Convivemos pouco, mas foi o suficiente para selar uma grande amizade. A mudança para o Rio de Janeiro em razão dos compromissos profissionais do seu marido músico a afastou do convívio com muitos dos seus amigos, mas ela sempre continuou presente em nossas lembranças. A última vez que a vimos foi às vésperas de um ano novo, quando o casal se mudou para Santo André. Foi uma noite alegre, cheia de música e sempre, sempre, a sua simpatia aconchegante que fazia com que seus amigos fizessem parte da sua vida.

Recordo-me de algumas vezes em que o casal esteve em nossa casa, uma delas com o Sinésio e Ana Amélia. Foram tardes saborosas e inesquecíveis e sempre com muita música e histórias dos nossos tempos de juventude.
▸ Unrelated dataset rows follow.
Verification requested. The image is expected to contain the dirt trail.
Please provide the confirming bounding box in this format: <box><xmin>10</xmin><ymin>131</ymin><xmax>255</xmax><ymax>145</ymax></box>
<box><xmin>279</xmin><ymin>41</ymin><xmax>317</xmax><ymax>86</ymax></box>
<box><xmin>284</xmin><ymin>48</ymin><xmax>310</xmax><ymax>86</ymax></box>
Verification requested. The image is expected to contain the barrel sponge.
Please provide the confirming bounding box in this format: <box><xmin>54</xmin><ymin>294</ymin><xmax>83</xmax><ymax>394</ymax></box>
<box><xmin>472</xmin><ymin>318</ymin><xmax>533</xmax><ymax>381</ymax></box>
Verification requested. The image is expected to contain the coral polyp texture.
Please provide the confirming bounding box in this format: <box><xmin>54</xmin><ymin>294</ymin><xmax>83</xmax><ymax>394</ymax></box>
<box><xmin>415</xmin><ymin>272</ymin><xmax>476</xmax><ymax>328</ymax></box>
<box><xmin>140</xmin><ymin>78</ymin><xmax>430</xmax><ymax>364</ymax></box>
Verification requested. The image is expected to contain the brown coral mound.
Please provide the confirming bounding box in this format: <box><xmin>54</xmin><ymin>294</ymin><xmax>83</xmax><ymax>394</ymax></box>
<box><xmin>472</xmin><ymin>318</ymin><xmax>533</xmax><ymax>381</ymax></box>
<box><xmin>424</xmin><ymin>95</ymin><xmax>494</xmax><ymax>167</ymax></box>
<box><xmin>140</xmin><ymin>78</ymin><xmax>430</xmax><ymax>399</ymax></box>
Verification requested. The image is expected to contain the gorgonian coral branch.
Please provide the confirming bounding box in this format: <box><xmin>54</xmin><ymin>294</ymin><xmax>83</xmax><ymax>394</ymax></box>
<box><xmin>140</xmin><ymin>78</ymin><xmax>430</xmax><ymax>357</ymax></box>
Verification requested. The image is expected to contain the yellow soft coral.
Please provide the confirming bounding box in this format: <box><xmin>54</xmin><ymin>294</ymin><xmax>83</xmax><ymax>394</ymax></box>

Quantas aventuras! E teve o delicioso fim de semana prolongado que passamos em Butiá, terra dos Dozzi Tezza, que foi inesquecível. Quanto riso, oh quanta alegria... As brincadeiras, assustando uns aos outros com os imaginários fantasmas que rondavam a velha casa. Os almoços e jantares com todos sentados no terraço, pois a casa era muito, muito engraçada, apesar de ter teto e paredes, mas não tinha móveis e tampouco cadeiras. O Carlinhos tocando seu violão pela madrugada adentro. E a Marcinha participando de tudo, sempre feliz e sorridente.

A velha casa não existe mais e hoje, como diria o poeta Drummond, é apenas um quadro na parede, mas como dói. A dor é por conta da partida da Marcinha que vai doer eternamente entre todos os que tiveram a oportunidade de conhecê-la. Evoé Marcia! Você sempre estará presente em nossos pensamentos enquanto durar essa centelha de vida que insistimos por descuido ou poesia, mantê-la acesa.

E você querido amigo Carlinhos Kalunga contará sempre com o nosso carinho e amizade para que possa suportar a dor da perda. Aos poucos, depois de derramar todas as lágrimas (mas sempre restará um pouco), abra as janelas e olhe para o infinito, que é de onde os que partem saúdam os que ficaram. E quem sabe, talvez um dia desses, numa das primaveras que surpreendem a gente vadeando nesses tempos sombrios, alguém fará um belo poema que você transformará em música para co-memorarmos a querida e inesquecível Márcia.